The E-Privacy Regulation: What does it mean for your business?24 Jul 2017
In recent years, the world of communications has changed dramatically. There are now a range of ways with which we communicate electronically every day – including WhatsApp, Viber, IMessage and Skype – which did not exist at all a few years ago. Our willingness to embrace new technology and our demand for instant communications has therefore left the current law in this area out of date.
As such, the European Commission has proposed a new draft Regulation to deal with this change. As this is a Regulation, it will be directly applicable in all EU member states.

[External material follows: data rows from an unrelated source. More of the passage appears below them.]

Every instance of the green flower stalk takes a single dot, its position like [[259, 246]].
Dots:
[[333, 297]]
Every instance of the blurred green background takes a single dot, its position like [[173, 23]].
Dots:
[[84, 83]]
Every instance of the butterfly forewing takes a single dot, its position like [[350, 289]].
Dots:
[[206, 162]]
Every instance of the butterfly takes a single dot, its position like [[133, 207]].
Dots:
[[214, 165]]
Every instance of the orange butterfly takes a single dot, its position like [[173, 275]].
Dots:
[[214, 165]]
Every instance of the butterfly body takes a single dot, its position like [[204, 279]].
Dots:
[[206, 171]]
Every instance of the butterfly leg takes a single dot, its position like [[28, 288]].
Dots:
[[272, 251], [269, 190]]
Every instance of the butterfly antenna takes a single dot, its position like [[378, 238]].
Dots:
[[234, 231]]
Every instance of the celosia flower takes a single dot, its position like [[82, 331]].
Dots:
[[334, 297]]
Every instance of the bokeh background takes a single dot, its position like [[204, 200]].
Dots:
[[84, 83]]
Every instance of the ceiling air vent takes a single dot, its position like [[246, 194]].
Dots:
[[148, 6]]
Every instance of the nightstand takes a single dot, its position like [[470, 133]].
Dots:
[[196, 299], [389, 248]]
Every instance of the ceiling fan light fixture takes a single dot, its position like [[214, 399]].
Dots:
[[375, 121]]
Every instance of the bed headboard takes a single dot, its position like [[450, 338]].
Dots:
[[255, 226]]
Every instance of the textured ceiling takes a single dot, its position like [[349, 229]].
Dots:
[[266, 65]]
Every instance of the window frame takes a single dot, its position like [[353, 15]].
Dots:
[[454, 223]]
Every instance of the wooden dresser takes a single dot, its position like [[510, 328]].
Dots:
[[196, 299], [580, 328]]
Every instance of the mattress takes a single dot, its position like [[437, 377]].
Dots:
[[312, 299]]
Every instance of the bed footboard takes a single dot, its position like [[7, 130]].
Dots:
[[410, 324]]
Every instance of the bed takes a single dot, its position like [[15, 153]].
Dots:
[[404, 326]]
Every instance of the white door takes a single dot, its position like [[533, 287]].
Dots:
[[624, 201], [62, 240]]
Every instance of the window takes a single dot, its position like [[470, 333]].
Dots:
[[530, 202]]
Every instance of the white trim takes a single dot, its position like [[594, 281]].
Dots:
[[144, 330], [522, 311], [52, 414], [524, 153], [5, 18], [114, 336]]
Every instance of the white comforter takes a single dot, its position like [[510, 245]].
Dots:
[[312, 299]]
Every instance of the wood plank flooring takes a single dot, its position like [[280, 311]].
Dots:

Like the GDPR, the E-Privacy Regulation is due to enter force by 25 May 2018 so, despite Brexit, this is something businesses still need to care about.
Who does it apply to?
Similarly to the GDPR, the Regulation applies to all electronic communication services provided to end users resident in the EU (whether paid for or not). This means that the Regulation will apply to non-EU companies if users within the EU make use of their communication services.
What are the key changes?
- All electronic communications are confidential and any interference in electronic communications without consent (for the meaning of consent, see below) is now prohibited.
- Information regarding the timing, location and duration of a call or message and any browsing history needs to be anonymised or deleted if retention consent hasn’t been provided by the individual, unless the data is required for a set and justifiable purpose e.g. billing.
- Prohibition on accessing information held by the user’s electronic equipment, e.g. a tablet or mobile phone. If the provider wants to access such information, consent will be required.
- In respect of e-marketing, the current protections remain mainly the same. A new rule means that marketing callers may not block their caller ID or, if they do block such ID, they must still use an identifying number.
What are the penalties for non-compliance?
Failure to comply with the Regulation could result in eye watering fines of up to €20,000,000 or 4% of annual worldwide turnover (whichever is higher).
For the purpose of the Regulation, consent means the same as under the GDPR, and must be “freely given, specific, informed and unambiguous”. This is a high threshold that can be difficult to achieve.
It is important that businesses begin reviewing the scope of their e-communications and marketing activities and determine whether any of the changes to be introduced by the Regulation will affect their business. As the potential penalties for failure to comply with the Regulation are high, businesses should begin preparation for the changes to be introduced by the Regulation as early as possible.